Lone? You mean, as in "Lonely?" Come and I'll show you that the prairie is anything but lonely. No, we are not going to see pioneers. They won't be along here for about another one hundred and fifty or sixty years. About now William Penn should be getting settled back east in what is to be called Pennsylvania. I'd say it's about the year 1685 right now, give or take a year. Where are we? Well, if the year were 1943 we'd be standing just about in the middle of my parent's kitchen table in their farmhouse out on the Nebraska plains. I was born on that table. That house burned down shortly after I was born. There was something about Mom doing what she could to rid the place of bedbugs, or over doing it. But what we came out here to see in Nebraska, on the "Lone Prairie," is somewhat larger than a bedbug, though the pioneers had their share of those, too.
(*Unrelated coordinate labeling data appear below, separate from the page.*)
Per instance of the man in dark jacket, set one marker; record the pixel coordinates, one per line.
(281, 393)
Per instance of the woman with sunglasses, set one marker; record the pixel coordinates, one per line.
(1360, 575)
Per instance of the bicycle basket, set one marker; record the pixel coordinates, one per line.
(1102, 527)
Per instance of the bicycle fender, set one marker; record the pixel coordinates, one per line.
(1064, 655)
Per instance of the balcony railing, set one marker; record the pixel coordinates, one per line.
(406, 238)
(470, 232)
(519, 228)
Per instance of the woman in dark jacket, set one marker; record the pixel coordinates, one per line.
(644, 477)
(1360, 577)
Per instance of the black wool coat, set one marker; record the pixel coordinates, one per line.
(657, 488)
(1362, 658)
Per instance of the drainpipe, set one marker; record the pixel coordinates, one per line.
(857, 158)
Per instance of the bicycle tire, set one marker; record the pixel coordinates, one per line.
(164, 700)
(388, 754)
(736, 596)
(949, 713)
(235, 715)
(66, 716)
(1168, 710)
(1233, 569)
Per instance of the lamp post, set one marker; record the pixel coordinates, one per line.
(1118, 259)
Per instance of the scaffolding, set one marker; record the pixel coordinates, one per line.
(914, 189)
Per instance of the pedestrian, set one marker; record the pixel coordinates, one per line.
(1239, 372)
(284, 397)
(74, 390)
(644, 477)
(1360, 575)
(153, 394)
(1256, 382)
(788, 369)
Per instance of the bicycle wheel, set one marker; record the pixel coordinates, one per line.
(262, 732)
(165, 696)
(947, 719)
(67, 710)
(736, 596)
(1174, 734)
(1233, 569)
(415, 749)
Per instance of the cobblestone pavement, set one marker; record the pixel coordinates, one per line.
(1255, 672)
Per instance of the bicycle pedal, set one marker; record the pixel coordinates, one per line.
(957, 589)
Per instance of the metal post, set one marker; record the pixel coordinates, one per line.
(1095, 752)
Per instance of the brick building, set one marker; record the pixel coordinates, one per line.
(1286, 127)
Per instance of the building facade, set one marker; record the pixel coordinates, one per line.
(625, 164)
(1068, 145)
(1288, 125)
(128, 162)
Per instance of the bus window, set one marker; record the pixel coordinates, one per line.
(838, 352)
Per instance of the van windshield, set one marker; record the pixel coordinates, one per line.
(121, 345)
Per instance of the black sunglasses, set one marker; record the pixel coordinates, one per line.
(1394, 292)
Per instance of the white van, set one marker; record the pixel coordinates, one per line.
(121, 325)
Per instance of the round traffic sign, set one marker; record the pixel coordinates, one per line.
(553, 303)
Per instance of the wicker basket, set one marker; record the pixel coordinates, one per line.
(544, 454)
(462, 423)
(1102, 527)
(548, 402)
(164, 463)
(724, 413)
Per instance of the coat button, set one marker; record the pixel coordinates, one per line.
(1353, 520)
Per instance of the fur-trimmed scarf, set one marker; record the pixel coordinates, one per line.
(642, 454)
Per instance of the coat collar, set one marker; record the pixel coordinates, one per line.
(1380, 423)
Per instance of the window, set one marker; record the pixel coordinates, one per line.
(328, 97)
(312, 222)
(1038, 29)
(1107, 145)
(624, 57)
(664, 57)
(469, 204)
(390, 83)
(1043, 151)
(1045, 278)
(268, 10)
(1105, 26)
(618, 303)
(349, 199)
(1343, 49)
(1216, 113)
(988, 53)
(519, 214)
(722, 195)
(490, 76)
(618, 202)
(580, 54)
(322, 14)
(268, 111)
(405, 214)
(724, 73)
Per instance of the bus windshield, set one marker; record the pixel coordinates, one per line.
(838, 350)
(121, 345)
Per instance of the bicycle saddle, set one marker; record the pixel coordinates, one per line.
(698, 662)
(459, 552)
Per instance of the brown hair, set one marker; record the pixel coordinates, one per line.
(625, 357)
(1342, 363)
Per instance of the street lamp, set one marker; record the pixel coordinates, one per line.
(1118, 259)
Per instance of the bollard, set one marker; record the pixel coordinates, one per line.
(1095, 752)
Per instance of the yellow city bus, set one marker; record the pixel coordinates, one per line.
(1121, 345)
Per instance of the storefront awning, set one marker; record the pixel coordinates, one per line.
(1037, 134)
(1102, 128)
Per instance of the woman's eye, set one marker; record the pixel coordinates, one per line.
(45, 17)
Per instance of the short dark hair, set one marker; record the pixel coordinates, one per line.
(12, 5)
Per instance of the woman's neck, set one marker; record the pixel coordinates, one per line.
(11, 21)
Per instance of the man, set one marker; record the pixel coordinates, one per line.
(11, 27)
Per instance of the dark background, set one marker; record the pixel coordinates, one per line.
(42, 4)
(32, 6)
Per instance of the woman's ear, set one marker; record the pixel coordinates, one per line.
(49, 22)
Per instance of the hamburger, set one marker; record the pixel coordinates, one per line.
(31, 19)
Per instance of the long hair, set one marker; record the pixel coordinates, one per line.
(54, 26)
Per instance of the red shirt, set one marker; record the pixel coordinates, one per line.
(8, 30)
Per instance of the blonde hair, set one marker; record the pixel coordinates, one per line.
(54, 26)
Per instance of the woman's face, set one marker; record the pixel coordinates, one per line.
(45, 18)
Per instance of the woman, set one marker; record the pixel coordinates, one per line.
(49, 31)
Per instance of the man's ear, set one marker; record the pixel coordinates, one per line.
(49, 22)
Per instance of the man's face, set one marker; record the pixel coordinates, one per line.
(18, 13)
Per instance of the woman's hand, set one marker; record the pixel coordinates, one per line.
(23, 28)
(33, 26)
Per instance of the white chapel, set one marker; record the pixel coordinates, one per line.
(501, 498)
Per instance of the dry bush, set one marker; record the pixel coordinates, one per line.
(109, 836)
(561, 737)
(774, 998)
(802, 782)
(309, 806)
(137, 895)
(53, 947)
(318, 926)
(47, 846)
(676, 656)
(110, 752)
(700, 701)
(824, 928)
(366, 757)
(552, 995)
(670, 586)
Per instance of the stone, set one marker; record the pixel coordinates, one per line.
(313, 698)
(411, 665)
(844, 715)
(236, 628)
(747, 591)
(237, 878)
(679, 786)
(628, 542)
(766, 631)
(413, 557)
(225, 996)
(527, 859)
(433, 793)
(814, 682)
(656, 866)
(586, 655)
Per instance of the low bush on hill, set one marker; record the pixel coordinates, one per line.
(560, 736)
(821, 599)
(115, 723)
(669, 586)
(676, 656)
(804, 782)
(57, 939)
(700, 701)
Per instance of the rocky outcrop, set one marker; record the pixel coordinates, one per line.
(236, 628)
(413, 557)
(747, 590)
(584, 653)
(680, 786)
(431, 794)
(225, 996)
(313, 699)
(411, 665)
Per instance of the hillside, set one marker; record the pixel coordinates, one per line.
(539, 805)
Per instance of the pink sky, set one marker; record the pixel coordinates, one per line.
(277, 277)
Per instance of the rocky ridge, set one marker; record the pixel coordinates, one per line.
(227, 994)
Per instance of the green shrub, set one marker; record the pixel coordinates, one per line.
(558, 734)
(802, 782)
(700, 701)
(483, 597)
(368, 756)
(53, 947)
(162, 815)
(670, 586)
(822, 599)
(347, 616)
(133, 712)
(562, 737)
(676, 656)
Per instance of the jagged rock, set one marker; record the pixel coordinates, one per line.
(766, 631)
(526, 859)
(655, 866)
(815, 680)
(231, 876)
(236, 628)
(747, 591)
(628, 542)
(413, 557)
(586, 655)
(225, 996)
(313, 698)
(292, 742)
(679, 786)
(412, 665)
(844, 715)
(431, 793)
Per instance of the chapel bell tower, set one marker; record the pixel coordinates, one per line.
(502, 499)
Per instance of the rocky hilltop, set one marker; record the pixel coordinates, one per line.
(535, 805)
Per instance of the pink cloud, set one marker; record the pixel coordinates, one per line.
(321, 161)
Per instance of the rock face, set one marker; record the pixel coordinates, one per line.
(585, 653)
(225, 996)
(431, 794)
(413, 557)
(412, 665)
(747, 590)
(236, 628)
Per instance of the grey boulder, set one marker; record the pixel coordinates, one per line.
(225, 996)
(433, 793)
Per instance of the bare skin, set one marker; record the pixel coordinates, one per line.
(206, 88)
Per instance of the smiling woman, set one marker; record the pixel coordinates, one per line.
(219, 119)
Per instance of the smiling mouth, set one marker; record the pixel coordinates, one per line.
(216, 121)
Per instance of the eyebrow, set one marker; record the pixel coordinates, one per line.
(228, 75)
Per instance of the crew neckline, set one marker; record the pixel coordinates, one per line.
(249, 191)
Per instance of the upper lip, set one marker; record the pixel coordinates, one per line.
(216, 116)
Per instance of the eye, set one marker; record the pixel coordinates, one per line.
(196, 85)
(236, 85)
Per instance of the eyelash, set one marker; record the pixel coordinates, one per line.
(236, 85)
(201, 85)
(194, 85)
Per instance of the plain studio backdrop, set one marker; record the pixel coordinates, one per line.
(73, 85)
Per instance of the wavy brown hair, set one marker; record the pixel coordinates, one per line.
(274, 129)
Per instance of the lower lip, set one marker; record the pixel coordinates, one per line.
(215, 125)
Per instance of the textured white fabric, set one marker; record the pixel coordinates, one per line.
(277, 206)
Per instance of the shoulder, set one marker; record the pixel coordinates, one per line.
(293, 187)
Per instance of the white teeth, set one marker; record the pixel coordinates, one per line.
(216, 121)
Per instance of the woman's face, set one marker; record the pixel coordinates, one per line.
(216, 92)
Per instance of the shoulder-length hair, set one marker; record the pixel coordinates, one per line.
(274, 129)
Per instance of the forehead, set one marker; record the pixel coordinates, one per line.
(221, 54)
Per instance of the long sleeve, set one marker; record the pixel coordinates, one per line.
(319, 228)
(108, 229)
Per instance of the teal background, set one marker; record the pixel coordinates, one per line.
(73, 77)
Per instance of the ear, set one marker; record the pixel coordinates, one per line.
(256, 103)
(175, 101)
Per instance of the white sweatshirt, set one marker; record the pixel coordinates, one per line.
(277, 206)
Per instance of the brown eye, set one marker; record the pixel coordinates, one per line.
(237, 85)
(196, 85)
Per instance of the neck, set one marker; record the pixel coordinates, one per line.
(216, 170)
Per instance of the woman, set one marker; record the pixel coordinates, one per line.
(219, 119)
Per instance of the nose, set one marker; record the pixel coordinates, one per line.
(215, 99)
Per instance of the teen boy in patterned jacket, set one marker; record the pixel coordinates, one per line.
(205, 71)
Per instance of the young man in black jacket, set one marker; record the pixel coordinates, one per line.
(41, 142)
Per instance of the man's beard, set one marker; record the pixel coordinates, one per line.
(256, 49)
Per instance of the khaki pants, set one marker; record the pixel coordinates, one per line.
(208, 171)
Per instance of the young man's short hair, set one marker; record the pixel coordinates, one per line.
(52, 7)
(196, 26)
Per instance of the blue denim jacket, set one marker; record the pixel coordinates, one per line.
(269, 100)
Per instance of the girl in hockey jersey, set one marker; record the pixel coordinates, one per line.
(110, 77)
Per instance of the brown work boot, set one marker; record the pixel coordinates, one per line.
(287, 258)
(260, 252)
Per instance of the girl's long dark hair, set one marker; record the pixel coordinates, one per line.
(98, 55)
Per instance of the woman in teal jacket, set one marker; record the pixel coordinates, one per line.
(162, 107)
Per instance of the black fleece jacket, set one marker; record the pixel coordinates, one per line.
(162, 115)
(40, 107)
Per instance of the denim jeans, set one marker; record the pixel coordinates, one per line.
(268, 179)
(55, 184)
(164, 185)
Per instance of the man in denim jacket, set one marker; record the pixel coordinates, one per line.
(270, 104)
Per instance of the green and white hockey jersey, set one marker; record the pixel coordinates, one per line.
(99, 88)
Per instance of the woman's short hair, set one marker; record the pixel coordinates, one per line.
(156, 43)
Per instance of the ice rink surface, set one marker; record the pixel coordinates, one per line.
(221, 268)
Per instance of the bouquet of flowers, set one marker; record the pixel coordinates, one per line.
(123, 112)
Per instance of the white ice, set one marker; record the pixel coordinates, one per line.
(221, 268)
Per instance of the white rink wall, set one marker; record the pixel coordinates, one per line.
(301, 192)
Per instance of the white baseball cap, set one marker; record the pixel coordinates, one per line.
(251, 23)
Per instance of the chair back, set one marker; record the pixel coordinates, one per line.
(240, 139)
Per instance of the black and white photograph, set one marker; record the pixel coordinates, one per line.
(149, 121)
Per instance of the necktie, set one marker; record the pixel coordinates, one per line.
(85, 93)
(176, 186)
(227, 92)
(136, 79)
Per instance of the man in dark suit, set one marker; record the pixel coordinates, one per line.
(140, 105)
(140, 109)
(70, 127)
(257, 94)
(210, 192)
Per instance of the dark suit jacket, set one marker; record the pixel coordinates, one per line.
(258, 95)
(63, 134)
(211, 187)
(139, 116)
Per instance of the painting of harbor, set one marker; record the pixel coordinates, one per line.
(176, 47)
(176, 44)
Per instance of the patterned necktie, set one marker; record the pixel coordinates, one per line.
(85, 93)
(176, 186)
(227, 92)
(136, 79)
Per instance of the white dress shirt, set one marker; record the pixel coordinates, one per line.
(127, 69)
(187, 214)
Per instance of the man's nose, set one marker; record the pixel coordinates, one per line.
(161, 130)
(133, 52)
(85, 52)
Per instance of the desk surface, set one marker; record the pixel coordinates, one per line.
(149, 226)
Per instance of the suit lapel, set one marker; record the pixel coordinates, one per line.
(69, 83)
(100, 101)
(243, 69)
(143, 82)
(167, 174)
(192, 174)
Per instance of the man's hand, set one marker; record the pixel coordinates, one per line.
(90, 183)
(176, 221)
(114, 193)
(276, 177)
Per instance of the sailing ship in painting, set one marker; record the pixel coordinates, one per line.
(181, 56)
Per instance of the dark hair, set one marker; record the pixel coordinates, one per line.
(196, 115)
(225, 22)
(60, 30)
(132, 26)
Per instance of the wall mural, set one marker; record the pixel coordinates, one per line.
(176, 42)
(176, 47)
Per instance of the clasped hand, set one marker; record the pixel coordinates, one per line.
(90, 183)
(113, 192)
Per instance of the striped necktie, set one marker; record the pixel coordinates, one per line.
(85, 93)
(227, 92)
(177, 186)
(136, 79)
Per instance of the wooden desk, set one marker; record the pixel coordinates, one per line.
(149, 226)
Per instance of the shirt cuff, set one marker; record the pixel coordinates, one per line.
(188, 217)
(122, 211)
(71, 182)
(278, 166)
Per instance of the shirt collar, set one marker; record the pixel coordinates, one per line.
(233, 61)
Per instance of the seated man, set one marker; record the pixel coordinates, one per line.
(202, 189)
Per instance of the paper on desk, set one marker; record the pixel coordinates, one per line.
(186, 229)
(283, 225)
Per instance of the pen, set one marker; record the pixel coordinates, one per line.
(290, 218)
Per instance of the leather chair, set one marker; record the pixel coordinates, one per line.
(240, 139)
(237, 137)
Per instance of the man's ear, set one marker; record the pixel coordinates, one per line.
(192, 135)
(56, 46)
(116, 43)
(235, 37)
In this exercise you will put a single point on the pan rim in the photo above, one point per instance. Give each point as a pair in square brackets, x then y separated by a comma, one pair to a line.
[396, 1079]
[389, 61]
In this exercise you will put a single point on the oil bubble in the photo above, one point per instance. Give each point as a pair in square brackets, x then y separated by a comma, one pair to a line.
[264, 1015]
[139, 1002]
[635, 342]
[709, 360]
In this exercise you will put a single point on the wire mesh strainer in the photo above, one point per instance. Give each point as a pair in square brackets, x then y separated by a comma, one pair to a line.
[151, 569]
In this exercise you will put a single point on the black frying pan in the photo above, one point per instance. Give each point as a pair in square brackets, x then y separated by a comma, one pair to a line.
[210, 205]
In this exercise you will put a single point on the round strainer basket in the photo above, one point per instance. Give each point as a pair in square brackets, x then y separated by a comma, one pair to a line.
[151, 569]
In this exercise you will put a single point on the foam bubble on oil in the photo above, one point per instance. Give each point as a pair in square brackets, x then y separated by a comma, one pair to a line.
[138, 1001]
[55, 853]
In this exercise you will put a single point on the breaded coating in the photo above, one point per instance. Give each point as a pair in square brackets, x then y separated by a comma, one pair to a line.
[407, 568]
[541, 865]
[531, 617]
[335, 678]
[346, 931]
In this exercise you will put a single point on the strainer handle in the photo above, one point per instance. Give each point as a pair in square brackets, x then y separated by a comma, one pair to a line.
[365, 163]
Now look out over there, across the plains. Buffalo! Just about as far as you can see from one direction to the other. It's hot out here, and will get a whole lot hotter before summer is over. Right now its what you would call Buffalo Summer, just about late June here in the grass country. You can tell by all the scraggly and bare patches on the buffalo. They're about through shedding their winter wool. This seems to be mostly a cow band. Look at their babies with their new orange-red coats. Those little babes weight between twenty-five and forty pounds when they are born. At about three-months of age they'll shed that bright coat they are wearing and put on one that's the same dark color as their parent's. By fall they will have grown considerably. A good healthy youngster may weigh as much as four hundred pounds.

That buffalo over there is a big fellow. It looks like some bulls are beginning to return to the herd. These full-grown males stand a good six feet at the shoulders and weigh a ton, sometimes more. The cows are only about half that weight and can bear young well into their thirtieth year.

The days are passing here on the plains. It must be about mid-July now. That's when the rutting season begins. The males of breeding age, sometime after their fifth or sixth year, are returning to the herd to start new families. Now any cow in breeding condition will be plagued with a one-ton admirer up until late August. The buffalo band will stay mostly together through the fall, then many of the older bulls will separate for the winter. Speaking of winter, we'd best be going east, back across the plains towards civilization, before winter sets in. The Buffalo can survive out here, except for an occasional extremely bad season like the one they will call the "Big Die-up."